In 1950 until 1987 the building was expropriated for use as the Government House of the Province. Since then, the luxurious building has been used for cultural activities under the name of America Cultural Center. Since it had only a cultural use, every sector of the society had free access to these valuable areas.

Its restoration began in 1987 under the Department of Architectural Heritage and Preservation of Salta (better known as DePAUS). Contributors for the financing of such activity were members of the community and the Government of the Province.

The building is a part of the Monumental Complex of the Plaza 9 de Julio and represents the most valuable facade on Mitre Street. It identifies the civil-religious power, and also has a great social-cultural meaning.

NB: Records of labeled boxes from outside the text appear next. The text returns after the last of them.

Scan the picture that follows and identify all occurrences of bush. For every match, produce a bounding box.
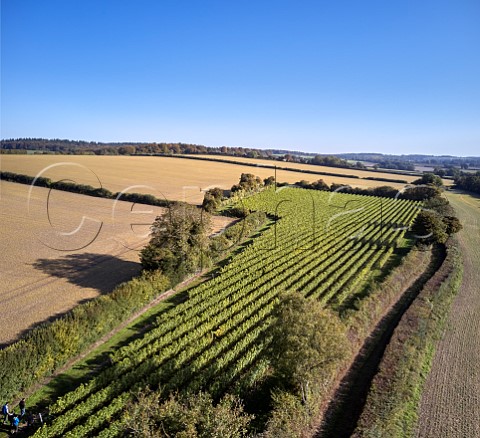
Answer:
[125,390,252,438]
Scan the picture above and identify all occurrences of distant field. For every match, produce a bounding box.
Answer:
[1,155,415,204]
[417,193,480,438]
[196,155,426,181]
[0,181,229,345]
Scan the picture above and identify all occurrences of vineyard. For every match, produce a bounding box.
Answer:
[33,188,419,437]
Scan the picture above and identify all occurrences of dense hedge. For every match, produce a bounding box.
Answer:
[0,172,172,207]
[0,273,170,400]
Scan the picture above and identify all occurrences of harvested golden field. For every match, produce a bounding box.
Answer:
[194,155,428,183]
[417,193,480,438]
[1,155,408,204]
[0,181,231,345]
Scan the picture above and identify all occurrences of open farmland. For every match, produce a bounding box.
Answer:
[0,181,233,344]
[196,155,430,182]
[417,193,480,438]
[25,188,424,437]
[1,155,414,204]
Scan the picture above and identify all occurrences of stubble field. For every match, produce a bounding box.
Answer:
[417,194,480,438]
[0,181,229,345]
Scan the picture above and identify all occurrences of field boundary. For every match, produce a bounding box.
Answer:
[353,238,463,438]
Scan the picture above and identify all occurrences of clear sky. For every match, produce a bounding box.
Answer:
[1,0,480,156]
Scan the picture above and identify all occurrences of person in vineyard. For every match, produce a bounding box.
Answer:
[2,402,10,424]
[10,414,20,433]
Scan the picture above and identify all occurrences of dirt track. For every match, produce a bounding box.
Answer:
[417,194,480,438]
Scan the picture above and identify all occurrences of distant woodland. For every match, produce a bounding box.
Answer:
[0,138,480,177]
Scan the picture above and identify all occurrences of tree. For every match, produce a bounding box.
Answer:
[140,204,211,281]
[270,292,348,402]
[413,173,443,187]
[263,176,275,186]
[125,390,253,438]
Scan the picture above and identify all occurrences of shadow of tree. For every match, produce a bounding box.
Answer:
[32,253,141,294]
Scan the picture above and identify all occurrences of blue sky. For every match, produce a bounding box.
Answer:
[1,0,480,155]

This masterpiece is one of the first built with the style of Neo-Renaissance, with the objective of maintaining the style of the Cabildo, very trendy in big cities in the early twentieth century. It consists of a basement, a ground floor and first floor. It is organized around a central space with imperial staircase, illuminated by vertical and overhead windows, which together with the carpentry side express a theatrical management of the space. The facade, with plaster of Paris simile stones, occurs in three levels with arcades of Renaissance proportions. It has a balcony on the first floor. It also contains lunettes and stained glass, basketry, which crowns the attic, vases and lamps that add delicate details to the whole building.

It presents sober ornamental details in walls and ceilings, the floor is decorated with venetian mosaics and oak parquet from Slovenia. All the woodwork is made of oak.

Its infra structure consist of hidden shapes of iron, that were imported from England. This building has mezzanines of ceramic flooring blocks, it also has brick walls, and the columns have plinths of marble from Botticino pilasters, the cornices, moldings and plaster sconces are made with vegetable fibers from the area (chaguar)

The original functions were: fencing room, locker rooms, confectionery, hairdressing and services in the basement; there were a hall, a bar, a library, a billiard room and lounge on the ground floor. On the first floor there were a ballroom, meeting rooms, halls and offices. But today, it's only used as a convention center and events are performed. A wide variety of activities take place there, such as political, economical, cultural and entertainment matters. For example, artists from the whole world come here to show their creations to the everyone.